Enquanto nomear aqui é dar sentido (ao contrário do Ménard de Borges, que vira o sentido com o mesmíssimo texto), para Boris Vian o que interessava era precisamente confundi-lo poeticamente, ou accionar em três palavras o charme discreto da patafísica. Pois é; já se sabe o que acontece a quem os deuses amam…

Na sua inesgotável capacidade de mágico intelectual, Walter Benjamim propõe a ligação estreita entre a palavra original e o objecto; um a extensão intencional do outro. Verdadeira ou não, é uma ideia encantadora. Para os gregos o nome era parte integrante, quase física, das pessoas, traduzia algo de essencial, como se enformasse em som um carácter distinto e irrepetível, desde o início fadado a íntima combinação. É essa espécie de impressão digital que condena Ulisses, num raro momento de vaidade e imprudência quando revela o nome verdadeiro a Polifemo, que assim pode apoderar-se dele e invocá-lo em maldições reclamadas ao pai, o diligente castigador dos oceanos.
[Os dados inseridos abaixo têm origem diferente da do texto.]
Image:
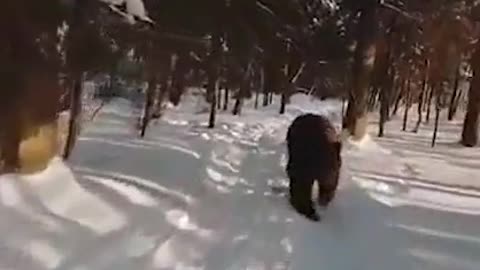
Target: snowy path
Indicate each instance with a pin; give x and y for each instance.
(190, 198)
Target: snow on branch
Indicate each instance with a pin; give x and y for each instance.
(132, 10)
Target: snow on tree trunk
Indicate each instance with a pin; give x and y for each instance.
(421, 98)
(429, 104)
(471, 122)
(364, 58)
(437, 119)
(452, 108)
(149, 101)
(75, 114)
(407, 103)
(226, 98)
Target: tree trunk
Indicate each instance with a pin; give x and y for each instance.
(452, 108)
(9, 138)
(75, 114)
(237, 108)
(421, 99)
(213, 108)
(400, 96)
(283, 103)
(385, 97)
(437, 118)
(226, 98)
(407, 104)
(265, 99)
(150, 96)
(429, 103)
(356, 120)
(471, 122)
(219, 98)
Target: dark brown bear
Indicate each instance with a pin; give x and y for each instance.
(313, 155)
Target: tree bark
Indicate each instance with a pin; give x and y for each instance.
(150, 96)
(75, 114)
(429, 103)
(226, 98)
(452, 108)
(421, 98)
(356, 120)
(471, 122)
(437, 119)
(213, 73)
(407, 103)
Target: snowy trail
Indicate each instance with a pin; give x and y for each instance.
(186, 197)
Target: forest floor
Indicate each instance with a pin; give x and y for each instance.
(187, 197)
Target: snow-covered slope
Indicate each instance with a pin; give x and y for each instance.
(187, 197)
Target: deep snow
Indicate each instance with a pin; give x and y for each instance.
(187, 197)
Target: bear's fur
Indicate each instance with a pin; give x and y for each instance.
(314, 154)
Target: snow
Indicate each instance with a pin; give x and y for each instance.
(134, 8)
(187, 197)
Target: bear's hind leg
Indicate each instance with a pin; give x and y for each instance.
(327, 188)
(301, 197)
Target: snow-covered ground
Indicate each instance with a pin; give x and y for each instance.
(187, 197)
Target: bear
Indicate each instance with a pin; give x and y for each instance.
(314, 154)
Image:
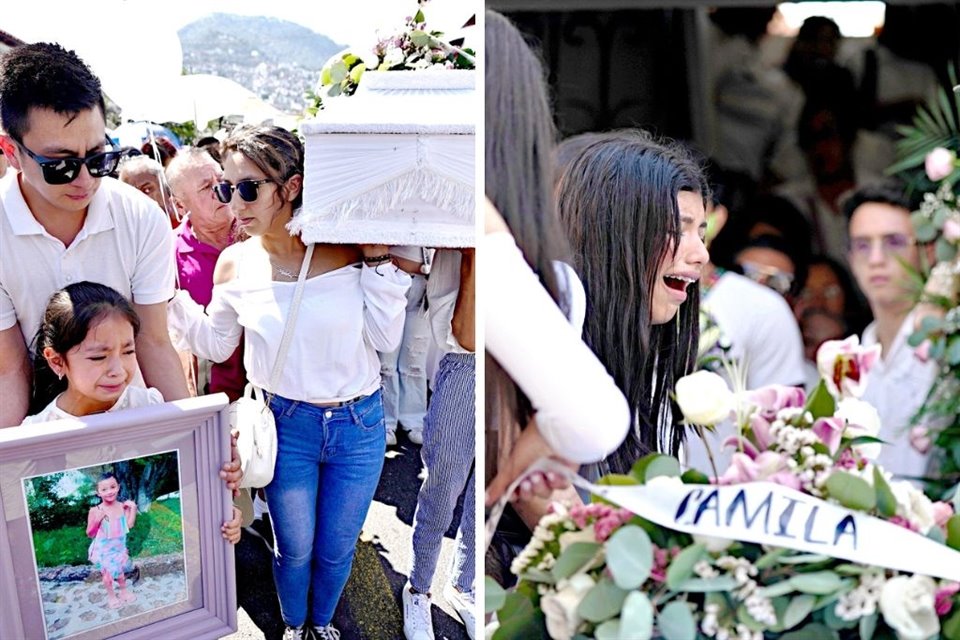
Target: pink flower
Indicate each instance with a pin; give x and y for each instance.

Ulisses que fora ninguém e se esquecera de o ser, pagará com suplementar errância o ódio de Posídon e a protecção de Zeus.

A acreditar nessa outra Odisseia que é “Lone Wolf and cub”, quase sempre historicamente irrepreensível, existiria algo desse poder e autoridade associado ao nome do guerreiro no bushido. Em situações de potencial conflito, sempre que Ogami Itto revela o nome é para confrontar o adversário em duelo mortal. A isso obriga essa revelação sensível. Tal como o Paul Atreides que mata com a palavra, também aqui o nome é sinónimo de morte.